My initial ideas lacked verve. I knew very little about astronomy and did not want to paint something that failed to reference its surroundings, or that referenced them too bluntly. So I took to visiting the Planetarium for their evening shows to develop my understanding of the cosmos, and took membership of the Royal Astronomical Society, pulling texts from their library in the afternoons. During that spell of research at Burlington House, I was exposed to so much inspiring work: rare celestial charts by Andreas Cellarius from the seventeenth century, ornate star maps from Bayer’s Uranometria , and Galileo’s remarkable moon drawings. I found myself compelled by the mythologies that supported these early visions of the stars, making detailed studies of Pegasus, Ophiuchus, Hercules, Orion and other featured characters, thinking I might incorporate them into the mural somehow. In John Flamsteed’s Atlas Coelestis , and all the great celestial atlases of the Georgian era, I found the same constellations appearing as mythical creatures, symbolic animals (the serpent, the eagle, the owl), and objects of war (the shield, the spear, the bow and arrow). It seemed strange to me that such precise works of science could be cloaked in so much allegory.

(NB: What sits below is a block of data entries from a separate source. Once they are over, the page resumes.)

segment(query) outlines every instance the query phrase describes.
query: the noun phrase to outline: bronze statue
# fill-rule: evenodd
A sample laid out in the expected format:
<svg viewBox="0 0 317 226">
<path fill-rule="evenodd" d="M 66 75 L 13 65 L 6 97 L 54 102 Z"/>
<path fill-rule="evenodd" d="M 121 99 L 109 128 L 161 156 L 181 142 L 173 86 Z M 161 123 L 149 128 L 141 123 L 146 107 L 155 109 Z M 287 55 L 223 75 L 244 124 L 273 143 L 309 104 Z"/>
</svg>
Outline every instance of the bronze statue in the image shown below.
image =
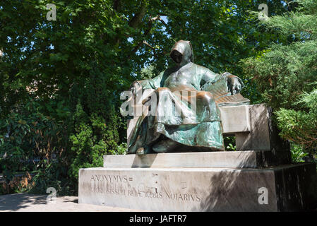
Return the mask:
<svg viewBox="0 0 317 226">
<path fill-rule="evenodd" d="M 189 41 L 176 42 L 170 57 L 175 66 L 153 78 L 135 81 L 131 86 L 133 94 L 140 88 L 155 90 L 158 103 L 157 114 L 138 118 L 128 153 L 224 150 L 217 105 L 227 103 L 231 95 L 237 97 L 232 98 L 230 105 L 248 102 L 239 94 L 244 86 L 241 80 L 229 73 L 220 75 L 195 64 Z M 170 100 L 167 106 L 163 99 Z M 172 109 L 178 109 L 179 114 L 164 114 Z"/>
</svg>

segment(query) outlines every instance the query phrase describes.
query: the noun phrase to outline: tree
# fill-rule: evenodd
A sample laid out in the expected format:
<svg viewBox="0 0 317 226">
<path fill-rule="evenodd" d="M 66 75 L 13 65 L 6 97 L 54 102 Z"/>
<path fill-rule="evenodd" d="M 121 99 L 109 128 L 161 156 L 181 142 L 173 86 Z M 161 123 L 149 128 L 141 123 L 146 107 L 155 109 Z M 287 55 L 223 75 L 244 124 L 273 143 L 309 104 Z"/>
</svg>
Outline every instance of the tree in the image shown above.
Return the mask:
<svg viewBox="0 0 317 226">
<path fill-rule="evenodd" d="M 317 2 L 293 4 L 292 11 L 261 22 L 269 30 L 278 30 L 281 39 L 244 64 L 245 73 L 256 81 L 275 109 L 282 136 L 312 154 L 317 150 Z"/>
</svg>

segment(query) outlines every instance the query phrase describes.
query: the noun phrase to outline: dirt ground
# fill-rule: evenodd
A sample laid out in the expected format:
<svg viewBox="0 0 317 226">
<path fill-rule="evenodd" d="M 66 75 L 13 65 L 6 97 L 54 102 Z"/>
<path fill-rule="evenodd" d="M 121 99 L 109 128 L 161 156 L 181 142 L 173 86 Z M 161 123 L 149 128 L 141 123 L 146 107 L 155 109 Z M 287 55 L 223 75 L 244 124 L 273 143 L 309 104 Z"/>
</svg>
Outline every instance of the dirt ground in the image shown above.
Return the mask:
<svg viewBox="0 0 317 226">
<path fill-rule="evenodd" d="M 58 196 L 55 203 L 47 203 L 47 196 L 15 194 L 0 196 L 0 212 L 135 212 L 123 208 L 78 204 L 76 196 Z"/>
</svg>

I kept returning to one particular atlas. The archivist said it was compiled by a schoolteacher called Alexander Jamieson in 1822. ‘Another great Scot,’ I said, but he did not answer me. These celestial charts of Jamieson’s were just as meticulous as the others, but the renditions of the animal forms — Cygnus, Leo, and Aries, especially — were better expressed and proportioned. I was taken with the thought of reimagining a section of his atlas in my mural. For a few days, I developed sketches from Jamieson’s originals, depicting Centaurus — half man, half horse — skewering the constellation of Lupus, the wolf, with a spear. Each figure was badged with tiny stars, showing the framework of the constellations. But something about this concept failed to convince me. It addressed the subject too directly. The image was too oppressive for the space. I abandoned it.